What I can guarantee are the commonalities. What you can expect:

  1. Role reversal is eminent. You will have to assume the lead at some point. Things have a way of working themselves out.
  2. It’s not going to be easy. There are many diverse hills to climb. Frustration is likely.
  3. Safety and their personal welfare becomes your main concern.
  4. You will get some push-back, how much depends on you, how you handle it, and them, how they handle it.
  5. Plateaus come and go, a progression of decline is to be expected. Denial won’t help you or them. What will help them and you is a “looking to the good” positive attitude.
  6. You will have to do what you’d rather not do. Accept it, don’t  resist it.  You will be challenged, but that’s okay.

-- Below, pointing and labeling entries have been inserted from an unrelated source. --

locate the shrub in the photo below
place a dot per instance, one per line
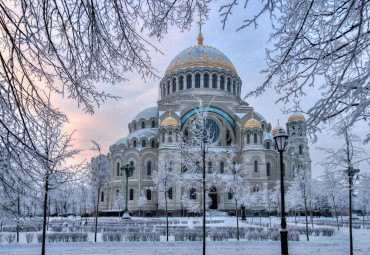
(30, 237)
(10, 238)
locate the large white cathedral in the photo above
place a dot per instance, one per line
(200, 72)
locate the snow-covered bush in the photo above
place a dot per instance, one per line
(30, 237)
(10, 238)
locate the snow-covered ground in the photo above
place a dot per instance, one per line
(336, 244)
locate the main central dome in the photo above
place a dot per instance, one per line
(201, 55)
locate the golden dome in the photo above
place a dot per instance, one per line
(296, 116)
(169, 121)
(276, 129)
(252, 123)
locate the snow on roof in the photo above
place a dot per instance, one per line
(147, 114)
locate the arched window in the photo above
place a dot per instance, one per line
(181, 82)
(222, 167)
(170, 137)
(193, 193)
(214, 81)
(222, 83)
(268, 145)
(188, 81)
(170, 193)
(256, 166)
(210, 167)
(197, 80)
(148, 194)
(174, 85)
(149, 168)
(206, 80)
(131, 194)
(118, 169)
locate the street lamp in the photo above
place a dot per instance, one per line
(351, 172)
(129, 170)
(280, 138)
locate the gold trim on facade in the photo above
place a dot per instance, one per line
(205, 60)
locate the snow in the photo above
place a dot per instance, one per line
(335, 245)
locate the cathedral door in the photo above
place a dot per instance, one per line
(213, 196)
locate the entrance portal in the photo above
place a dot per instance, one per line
(213, 196)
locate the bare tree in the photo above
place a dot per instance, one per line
(164, 180)
(323, 44)
(99, 175)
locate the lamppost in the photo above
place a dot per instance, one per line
(351, 173)
(129, 170)
(280, 138)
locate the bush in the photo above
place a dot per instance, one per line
(10, 238)
(30, 237)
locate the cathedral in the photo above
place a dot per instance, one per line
(200, 72)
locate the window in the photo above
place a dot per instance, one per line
(197, 80)
(230, 195)
(210, 167)
(170, 193)
(118, 169)
(148, 194)
(222, 83)
(268, 145)
(188, 81)
(193, 193)
(174, 85)
(214, 81)
(206, 80)
(256, 166)
(131, 194)
(149, 168)
(170, 137)
(181, 82)
(222, 167)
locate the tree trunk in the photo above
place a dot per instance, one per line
(96, 215)
(165, 200)
(237, 220)
(44, 216)
(305, 213)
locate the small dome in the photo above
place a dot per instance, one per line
(276, 129)
(296, 116)
(252, 123)
(169, 121)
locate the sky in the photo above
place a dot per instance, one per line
(245, 49)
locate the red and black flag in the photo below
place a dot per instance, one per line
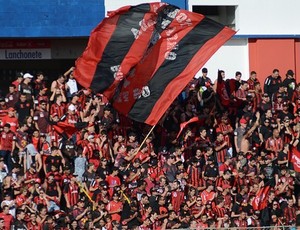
(117, 44)
(260, 201)
(222, 91)
(185, 46)
(66, 130)
(184, 124)
(295, 159)
(143, 74)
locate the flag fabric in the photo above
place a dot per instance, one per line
(146, 81)
(222, 91)
(184, 124)
(66, 130)
(260, 201)
(295, 159)
(116, 45)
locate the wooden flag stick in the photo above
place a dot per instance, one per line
(143, 142)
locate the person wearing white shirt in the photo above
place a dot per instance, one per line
(71, 85)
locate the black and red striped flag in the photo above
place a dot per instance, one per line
(117, 44)
(295, 159)
(260, 201)
(178, 45)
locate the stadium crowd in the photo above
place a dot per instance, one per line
(109, 174)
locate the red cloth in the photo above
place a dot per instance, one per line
(261, 199)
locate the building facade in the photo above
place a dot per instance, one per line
(50, 34)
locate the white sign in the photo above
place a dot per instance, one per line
(25, 54)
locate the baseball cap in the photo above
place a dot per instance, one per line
(71, 107)
(243, 121)
(204, 70)
(91, 137)
(290, 72)
(27, 75)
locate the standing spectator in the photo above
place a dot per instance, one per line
(11, 119)
(59, 85)
(239, 133)
(71, 85)
(204, 78)
(20, 223)
(290, 212)
(221, 148)
(12, 97)
(59, 107)
(71, 192)
(26, 88)
(170, 168)
(252, 80)
(274, 144)
(115, 207)
(18, 81)
(41, 118)
(7, 145)
(24, 108)
(272, 83)
(39, 83)
(6, 217)
(290, 83)
(2, 225)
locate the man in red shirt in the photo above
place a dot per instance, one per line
(8, 218)
(115, 207)
(113, 181)
(11, 119)
(7, 145)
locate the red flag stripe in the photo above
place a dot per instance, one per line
(135, 53)
(145, 70)
(178, 83)
(86, 64)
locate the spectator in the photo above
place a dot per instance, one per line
(272, 83)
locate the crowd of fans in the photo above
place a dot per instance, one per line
(112, 175)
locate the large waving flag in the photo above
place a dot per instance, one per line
(116, 45)
(295, 159)
(260, 201)
(143, 82)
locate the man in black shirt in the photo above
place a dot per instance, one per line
(19, 223)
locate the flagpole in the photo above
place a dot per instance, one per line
(143, 142)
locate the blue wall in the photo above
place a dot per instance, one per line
(49, 18)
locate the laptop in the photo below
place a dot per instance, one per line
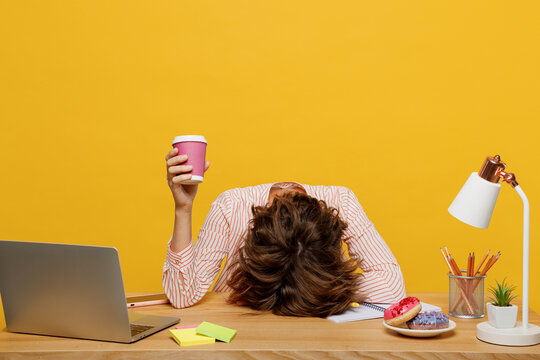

Although this blog is not the place to say much about the caregiving venue, it is good to say some. None of us are super human, and we do the best with what we’ve been given. We also need each other for practical, encouraging support.

The deal is, we  need someone to talk it through and to bounce ideas off. My sister who lives locally is the person I go to the most. My cousin and a close friend also help me because they’ve walked this caregiving journey and know the ropes. I learn from them, and it helps tremendously.

Some areas have formulated in my mind and give me parameters for care-giving:

  1. My goal is to make my parents happy as much as I can.
  2. I find ways to make it easier on all of us as much as I can.
  3. I believe in the dignity of the individual and strive to do this as much as I can.
  4. I am an advocate for my folks. I maintain my limits when necessary and as much as I can.
  5. It takes a village. We’re all on a team to do right by our folks and will do so as much as we can.
  6. We need to listen as caregivers, support each other, and trust our instincts as much as we can.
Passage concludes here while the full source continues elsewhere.